Además, hay que considerar la demografía. Cuando estalló la burbuja anterior, Internet tenía 250 millones de usuarios en todo el mundo (el 5% de la población mundial), que hoy son 2.000 millones (casi una tercera parte).
Los objetores no apuntan al selecto grupo de empresas con despliegue global e ingresos reales, sino a la legión de imitadores que han nacido últimamente y que, a la sombra del éxito de aquellas, cierran rondas de financiación. Se cita un caso reciente: una startup llamada Color, que combina imaginativamente dos o tres modelos de negocio `sociales´, ha reunido millones en pocos días apoyándose en la reputación de su fundador, que el año pasado vendió a Apple su empresa anterior, Lala.
Otra diferencia que inquieta a los críticos es el papel que juegan en esta inflación extrabursátil unos mercados secundarios opacos – SharePost, SecondMarket – ajenos a toda regulación, en los que se negocian, fundamentalmente, acciones de empleados de aquellas empresas.
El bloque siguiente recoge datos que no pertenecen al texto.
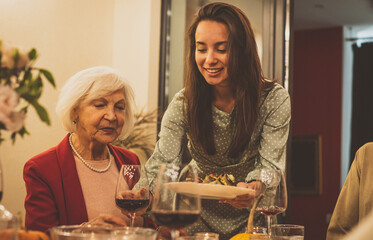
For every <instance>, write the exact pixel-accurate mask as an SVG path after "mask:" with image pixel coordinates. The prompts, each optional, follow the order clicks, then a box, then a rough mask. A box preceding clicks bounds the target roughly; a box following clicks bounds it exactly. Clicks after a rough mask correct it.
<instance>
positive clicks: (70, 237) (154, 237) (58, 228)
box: [50, 225, 157, 240]
mask: <svg viewBox="0 0 373 240" xmlns="http://www.w3.org/2000/svg"><path fill="white" fill-rule="evenodd" d="M50 236H51V239H52V240H144V239H146V240H155V239H156V237H157V231H156V230H155V229H151V228H139V227H134V228H133V227H112V226H89V227H88V226H84V227H82V226H80V225H69V226H67V225H62V226H56V227H53V228H51V230H50Z"/></svg>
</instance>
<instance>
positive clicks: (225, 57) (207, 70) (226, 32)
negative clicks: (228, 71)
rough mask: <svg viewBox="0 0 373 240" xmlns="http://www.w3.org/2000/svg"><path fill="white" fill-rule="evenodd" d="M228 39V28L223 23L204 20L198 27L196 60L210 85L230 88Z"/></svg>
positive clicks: (196, 36)
mask: <svg viewBox="0 0 373 240" xmlns="http://www.w3.org/2000/svg"><path fill="white" fill-rule="evenodd" d="M228 37H229V32H228V28H227V26H226V25H225V24H223V23H220V22H216V21H210V20H203V21H201V22H200V23H199V24H198V26H197V29H196V33H195V40H196V51H195V60H196V63H197V66H198V69H199V71H200V72H201V74H202V76H203V77H204V78H205V80H206V82H207V83H208V84H210V85H213V86H222V87H226V86H229V81H228V70H227V67H228V66H227V64H228V52H227V47H228Z"/></svg>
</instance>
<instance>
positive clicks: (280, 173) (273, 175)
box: [256, 168, 288, 237]
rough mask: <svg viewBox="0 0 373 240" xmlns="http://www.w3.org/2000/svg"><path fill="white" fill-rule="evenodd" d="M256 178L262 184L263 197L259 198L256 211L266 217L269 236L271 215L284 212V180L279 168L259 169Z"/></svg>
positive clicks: (271, 233) (268, 233) (270, 236)
mask: <svg viewBox="0 0 373 240" xmlns="http://www.w3.org/2000/svg"><path fill="white" fill-rule="evenodd" d="M258 180H259V181H261V182H262V184H263V185H262V186H261V191H262V192H263V193H264V197H263V198H262V199H261V200H260V202H259V204H258V207H257V208H256V211H258V212H260V213H261V214H263V215H265V216H266V217H267V224H268V228H267V231H268V235H269V236H270V237H271V235H272V232H271V224H272V218H273V216H275V215H277V214H279V213H282V212H284V211H285V210H286V208H287V203H288V201H287V190H286V181H285V177H284V174H283V173H282V171H281V170H279V169H272V168H261V169H259V173H258Z"/></svg>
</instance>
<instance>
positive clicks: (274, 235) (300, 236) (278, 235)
mask: <svg viewBox="0 0 373 240" xmlns="http://www.w3.org/2000/svg"><path fill="white" fill-rule="evenodd" d="M272 239H274V240H303V239H304V226H301V225H294V224H274V225H272Z"/></svg>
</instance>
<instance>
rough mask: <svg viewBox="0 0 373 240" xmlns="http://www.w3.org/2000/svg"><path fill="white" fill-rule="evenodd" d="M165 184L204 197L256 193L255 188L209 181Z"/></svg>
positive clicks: (215, 198)
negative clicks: (197, 182) (196, 182)
mask: <svg viewBox="0 0 373 240" xmlns="http://www.w3.org/2000/svg"><path fill="white" fill-rule="evenodd" d="M165 186H166V187H167V188H170V189H172V190H174V191H175V192H177V193H183V194H191V195H198V194H199V195H200V196H201V198H204V199H223V198H226V199H232V198H235V197H237V196H238V195H243V194H254V193H255V190H254V189H249V188H242V187H235V186H225V185H219V184H207V183H193V182H173V183H166V184H165Z"/></svg>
Paul Saffo, veterano analista al que se etiqueta como futurólogo, se preocupa por un aspecto de la cuestión: esos empleados han comprado casas muy caras hipotecándose sobre el supuesto del precio que podrían alcanzar sus opciones.
Es necesario advertir que Warren Buffet, el hombre que con su enorme prestigio encendió las alarmas, podría ser el abuelo de Mark Zuckerberg, que por principio no invierte en empresas de tecnología y que los activos de su sociedad Berkshire Hathaway se concentran en negocios más convencionales, con los que ha hecho su fortuna. No hay pruebas de que su amigo Bill Gates, compañero de aventuras filantrópicas, comparta las opiniones del oráculo.